Teresa Carrión González se parecía a su madre, pero también se parecía a su hermano. Morena, con los ojos oscuros, iba peinada con raya en medio y dos trenzas pequeñas, apretadas, rematadas con un lazo en cada punta. Tenía la nariz más pequeña que mi padre pero una boca grande, de labios anchos, que podría haber sido la mía. Muy tiesa, muy contenta, con un babi limpísimo, posaba con las manos dentro de los bolsillos y la cabeza recta, la barbilla levantada en el mismo ángulo que su madre. La miré durante mucho tiempo sin decir nada, y miré a mi abuela, también, y me di cuenta de que Encarnita mantenía intacta la presión de los dedos sobre una esquina del marco, pero no fui capaz de prever el estallido.

—¿Le importaría dejármela? Me gustaría hacer una copia, yo...

—¡No! —dio un tirón y me arrancó la foto de entre los dedos, con una fuerza mayor de la que yo habría llegado a suponer—. ¡Qué no, eso sí que no!

—Pero, mamá... —cuando su hija intentó intervenir, ya tenía el marco apoyado en el pecho y los dos brazos cruzados encima, igual que una mártir primitiva—. ¡Si no te la va a quitar! Él se la lleva, hace una copia y te la devuelve. A ti te da igual...

—Pues no me da igual, ¿sabes? Al revés, me importa mucho.
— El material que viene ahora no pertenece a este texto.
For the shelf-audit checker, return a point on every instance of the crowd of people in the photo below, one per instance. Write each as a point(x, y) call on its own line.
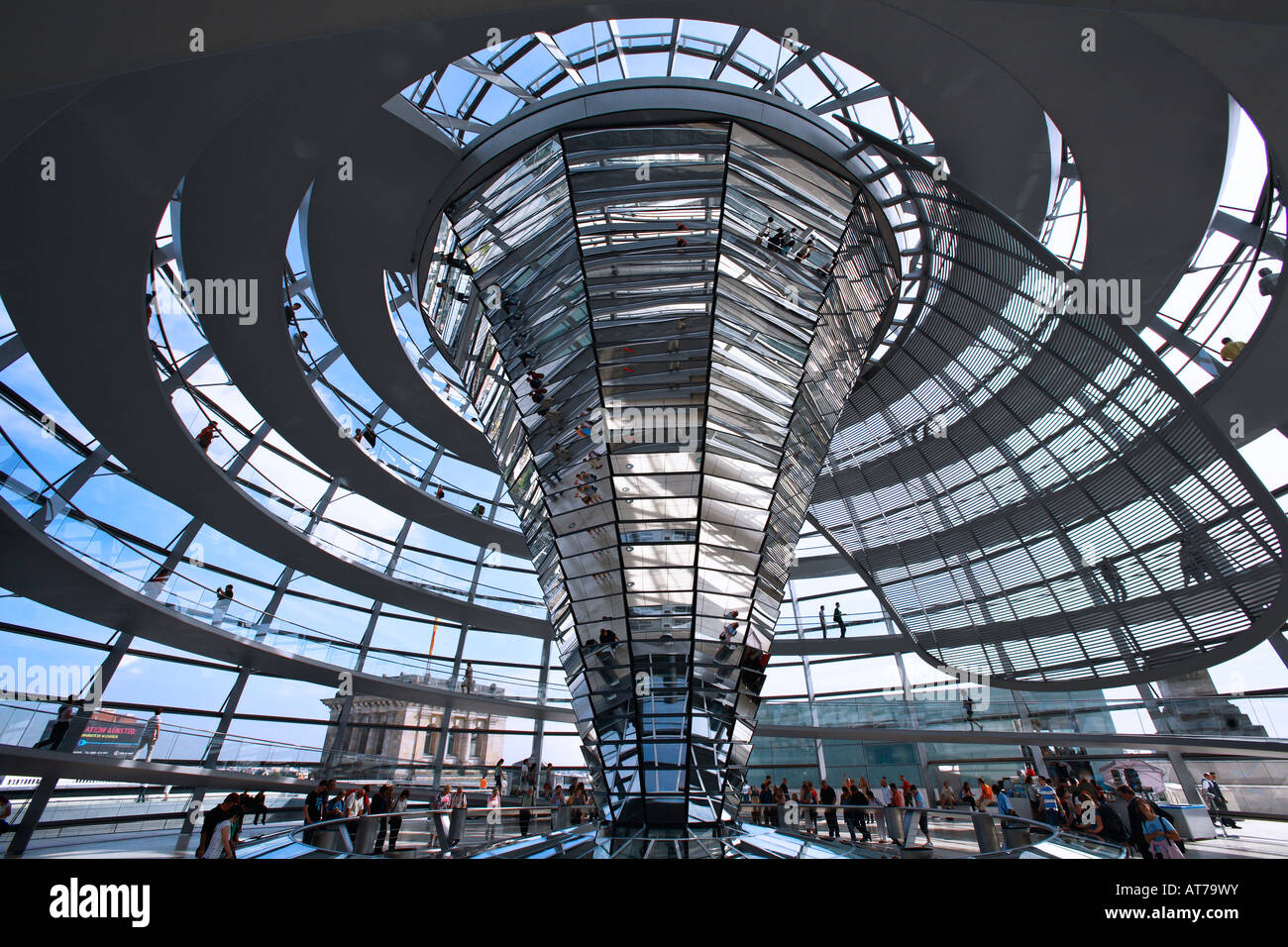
point(220, 828)
point(1076, 805)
—¡Pero si es su abuela, mamá! Es lógico que quiera tener la foto. ¿A ti qué más te da?

—Pues sí me da, me da, claro que me da... —había perdido todo el aplomo, la seguridad de antes, y ahora se quejaba igual que una niña pequeña, un berrinche tan auténtico que me arrepentí de haberle dado aquel disgusto, hasta que dijo algo más sorprendente que su desconsuelo—. Para mí es una foto de tu madre, sobre todo de tu madre, y no me da la gana de dársela, ni de prestársela ni nada. Es mía, la quiero tener yo, y ya está.

—Bueno, mamá... —Encarna la abrazó y ella se refugió entre sus brazos—. Muy bien, pues no le das la foto, no pasa nada, ¿ves? A él no le importa, ¿a que no? —trazó con el dedo varios círculos seguidos en el aire, como si quisiera asegurarme que luego hablaríamos, mientras me miraba.

—No, no, claro que no —me apresuré a declarar—. Y siento mucho todo esto, yo...

—No pasa nada —Encarna me tranquilizó—. No ha pasado nada. Cecilia, acompaña a la abuela a su dormitorio, anda, que vuelva a poner la foto en su sitio antes de comer.